On another end of the brain spectrum is Muse. This headband may look futuristic, but it's not intended for all-day use. You can wear it in public (if you dare!) or in the privacy of your own home for just minutes a day. Coupled with the mobile tablet or smartphone app, you'll learn how to relax, maintain focus and stay composed in stressful situations thanks to biofeedback (or more accurately, neurofeedback). Muse measures brain wave activity and converts it into digestible digital information. You'll instantly see how "active" or calm your mind is and learn how to be more calm over time, even in distracting situations. It's almost like meditation on steroids—or a gamified way to reduce stress and calm your mind. Priced at $269 and set to release mid-year, I wouldn't be surprised if doctors, therapists or even employee wellness programs introduce a stress-reduction gadget like this to their patients and employees, respectively. (Bonus: One piece of Muse hardware can be used by countless individuals who all create a separate log-in on the app, according to the Muse representative I spoke to.)
7. Fitness Games & Gadgets for Kids.
Childhood obesity and inactivity is a huge problem these days. Countless parents wonder how they can motivate their kids to exercise and make it seem like fun instead of a chore. I had the pleasure of talking with Zamzee's Vice President, Dan Botwinick at CES. Zamzee is an activity tracker and program designed specifically for kids. It has a low price point (under $30) and uses behavioral psychology and gamification to make it fun and rewarding for kids to become more active—in whatever ways they enjoy. What's even cooler is that kids can earn real rewards like amazon.com gift cards for increasing their activity, and they get rewarded using the program based on where they started—not based on ideal fitness recommendations that they might not measure up to at first. Zamzee activity trackers also come in a variety of fun prints and colors. Research shows that Zamzee can increase a child's activity level by an average of 59%.
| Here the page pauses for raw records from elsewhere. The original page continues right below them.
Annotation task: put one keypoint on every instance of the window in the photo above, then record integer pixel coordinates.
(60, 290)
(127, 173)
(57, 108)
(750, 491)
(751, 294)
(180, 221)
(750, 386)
It's pretty amazing to see how far we've come with technology and how it can improve our health and fitness. These few products are just the tip of the iceberg, too. We are a digitally driven world, and with all of the health concerns we face these days, it's great to see that all this technology that surrounds us is starting to be used in ways to help us live healthier lives.
Do you think technology helps or hurts our health overall? Which of the CES health innovations above are most interesting to you?